Billington Structures managing director Steve Fareham says the scheme is already having a significant effect on standards on site. And safer sites inevitably mean fewer delays and even faster construction, enabling steel frame contractors to fight even harder against the concrete competition.

'One sector we're doing very well in at the moment is student accommodation, especially in northern inner cities. We seem to be fighting back against concrete's perceived advantages of greater thermal mass and better acoustic insulation, ' says Fareham.

'Post September 11 intumescent fire protection is gaining ground. Factory applied coatings are increasingly seen as the most resistant to the traumas associated with extreme events such as terrorist attacks. Graham Hillier, construction director at producer Corus, believes that the real secret to increasing steel penetration into the UK is to move as much of the actual construction off site and into the factory.

'Working in a safe, controlled environment with well trained, highly skilled staff will produce better structures, ' he argues.

'We should be looking at far more building with factoryproduced modules - and not just apartments and hotels either.'

One of the less obvious manifestations of this philosophy is the development of modular rail platforms. Two contracts have already been completed, a permanent platform at Barry Parkway station in Wales and a temporary installation at London St Pancras. Hillier points out that the use of lightweight manhandlable components, mostly tubes and trays, speeds construction and minimises the need for disruptive possessions.

Dean Morcom, sales director at highway structures specialist Nusteel, would echo all of Hillier's arguments. He certainly believes his company's increasing penetration of the lighter end of the market has a lot to do with the ability to prefabricate ever larger sections in its workshops and deliver them to site 'We can now build and deliver up to 60m long sections, ' he says.

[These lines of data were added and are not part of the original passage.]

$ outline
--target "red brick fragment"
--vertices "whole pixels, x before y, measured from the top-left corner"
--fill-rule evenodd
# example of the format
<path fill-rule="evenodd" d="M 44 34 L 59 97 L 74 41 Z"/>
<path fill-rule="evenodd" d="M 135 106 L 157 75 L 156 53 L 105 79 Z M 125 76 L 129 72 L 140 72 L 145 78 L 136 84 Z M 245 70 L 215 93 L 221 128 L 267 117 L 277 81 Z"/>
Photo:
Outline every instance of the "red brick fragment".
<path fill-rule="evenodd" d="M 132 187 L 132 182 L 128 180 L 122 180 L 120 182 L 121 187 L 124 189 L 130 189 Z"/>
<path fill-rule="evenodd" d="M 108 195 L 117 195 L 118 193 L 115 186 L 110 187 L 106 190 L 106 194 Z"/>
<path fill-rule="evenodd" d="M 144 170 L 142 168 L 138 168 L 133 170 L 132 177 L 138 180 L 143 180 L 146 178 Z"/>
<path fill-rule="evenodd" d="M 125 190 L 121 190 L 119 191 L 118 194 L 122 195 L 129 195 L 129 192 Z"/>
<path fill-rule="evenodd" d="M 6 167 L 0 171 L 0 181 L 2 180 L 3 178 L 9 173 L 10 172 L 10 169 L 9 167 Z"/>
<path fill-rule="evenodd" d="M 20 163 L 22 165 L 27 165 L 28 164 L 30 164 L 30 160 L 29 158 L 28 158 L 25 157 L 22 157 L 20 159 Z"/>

'In other words we are designing out a lot of site work by cutting the number of different elements that have to be assembled down to a minimum.'

. With road widening schemes proliferating, structural spans are increasing, with 50m now commonplace. Longer spans increase the attractiveness of steel - as does an apparent shift in Highways Agency policy.

'There's now a preference for more visually 'open' structures, ' says Fairfield Mabey sales director Alex Cole. 'These lend themselves to steel. But the real secret is speed of construction.'

This, Cole says, is the main reason why all 44 bridges on the M6 toll road project use steel for the main structural elements, with composite decks. 'Costs of both concrete and steel options were much the same, ' he adds. 'In fact the steel option might even have been slightly more expensive.

'But this is a PFI project, and the client is determined to open early, so speed won the day.'

So the immediate future looks rosy. Provided all the promised transport infrastructure spend actually gets through to site, the industry should be better insulated than most against the effects of stock market tribulations. In three years time, who knows?